The Washington Nationals needed something.

Some sort of a boost, a spark, whatever, but it had to be the kind of performance that kick-started their stalling, sputtering second half. Because as things stood going into Saturday night, Washington was a flailing club in danger of falling out of arm’s reach of the rival, first-place New York Mets.

While desperation might be a strong word, the Nationals should have felt something similar, despite what a misguided Jayson Werth said this week about the National League East being their division to lose.

Stephen Strasburg was what they needed to quell whatever discouraging recent history they created for themselves. Upon his return from a second prolonged disabled-list hiatus Saturday, the right-hander delivered what other similar recent returns by Anthony Rendon, Ryan Zimmerman and Werth had not.

Aside from a blemish or two, Strasburg was mostly brilliant, dazzling and energizing at home in his seven innings pitched against the Colorado Rockies, and Washington won, 6-1, behind the 27-year-old’s three hits allowed and 12 strikeouts.

It was the 17th time in 123 career starts he reached double-digit strikeouts and the sixth time he did so without issuing a walk. It was the first time since May 12 that his ERA dipped below 5.00.

He retired the last 11 batters he faced and even went 3-for-3 with the bat. The Nationals shared Strasburg’s stat line:

Strasburg’s fastball reached 97 mph at times. He located it well and used the threat of it to effectively dash in a quality curveball and the occasional slider and changeup. It was the kind of outing that reminds us why Washington took him as the first overall pick in 2009 and why the club still believes he can be one of the game’s legitimate aces.

Going into Strasburg’s return, the Nationals were 7-13 in their last 20 games. That stretch included being swept by the Mets—the reason they now trail them by 1.5 games in the NL East and are four games out of the second wild-card spot with the Chicago Cubs and San Francisco Giants ahead of them.

Those 20 games have also seen Rendon, Zimmerman and Werth come off the DL, yet the team still has a losing record since their return.

And the vaunted pitching staff the team was supposed to have this season had a 4.19 ERA in those games as it has been anything but historically dominant over the entire summer.

That is why Strasburg, healthy and good, means so much to Washington over the final 52 games, of which he is on track to start 10.

“He’s got to be a critical piece,” former major league pitcher and current ESPN analyst Dallas Braden said on the network. “This is a team that is finding themselves going in the opposite direction than we all thought they would be at this point in the year.
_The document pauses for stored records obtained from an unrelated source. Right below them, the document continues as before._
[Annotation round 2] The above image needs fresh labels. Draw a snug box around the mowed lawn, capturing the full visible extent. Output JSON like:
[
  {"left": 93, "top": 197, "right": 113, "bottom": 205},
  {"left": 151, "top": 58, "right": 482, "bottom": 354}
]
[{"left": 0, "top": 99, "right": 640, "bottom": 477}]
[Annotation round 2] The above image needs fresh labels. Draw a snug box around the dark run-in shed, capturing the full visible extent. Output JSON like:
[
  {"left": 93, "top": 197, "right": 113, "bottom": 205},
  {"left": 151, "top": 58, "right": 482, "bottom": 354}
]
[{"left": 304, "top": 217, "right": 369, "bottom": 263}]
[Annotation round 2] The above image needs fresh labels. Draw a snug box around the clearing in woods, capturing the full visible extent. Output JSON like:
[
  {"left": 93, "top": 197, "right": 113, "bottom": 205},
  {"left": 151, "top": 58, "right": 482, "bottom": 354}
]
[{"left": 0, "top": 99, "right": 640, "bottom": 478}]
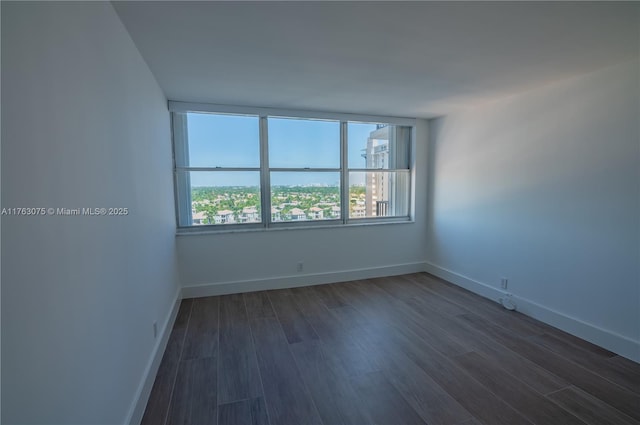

To get a healthy Stephen Strasburg back, we know what he can do. He’s only going to add punch to that rotation, and they’re going to need him.”

Strasburg looked like he did Saturday after his first DL trip back in June. After recovering from a trapezius strain, Strasburg made two healthy starts. He threw 12 innings, allowed two runs and struck out 15 while walking two. His average fastball velocity in those outings was 96.6 mph, according to the team’s MASN broadcast. It normally sits at 95.2 mph for the season, according to Baseball Info Solutions (h/t FanGraphs).

But in his third start back, Strasburg strained his oblique.

It is now five weeks later, but the Nationals have lost 5.5 games in the standings within that time. In the second half, the rotation has a 3.87 ERA, a pedestrian seventh in the NL. Part of the reason for that is ace Max Scherzer is no longer carrying the other four starting pitchers.

In his four second-half starts, he has a 3.38 ERA through 24 innings, and while he is averaging six innings in those outings, it is far from the 7.1 innings he averaged over his 18 first-half turns.

Doug Fister, who was arguably the team’s best pitcher down the stretch last season and into October, has a 4.60 ERA this season. And in his eight starts since returning from the DL this season, his ERA is 4.86. Strasburg’s return boots Fister to the bullpen, and that alone should help the rotation’s bottom line.

For now, Strasburg has to combine with Scherzer, Jordan Zimmermann, Joe Ross and Gio Gonzalez to propel Washington back into playoff position.

“We’re happy to have Strasy back in the rotation,” manager Matt Williams told reporters Friday. “He’s feeling good. He’s got the ability to go out there and shut anybody down on any given day. We’ll hope for that, prepare and see if we can get them.”

Strasburg has a couple of handfuls of starts remaining to help the Nationals do so.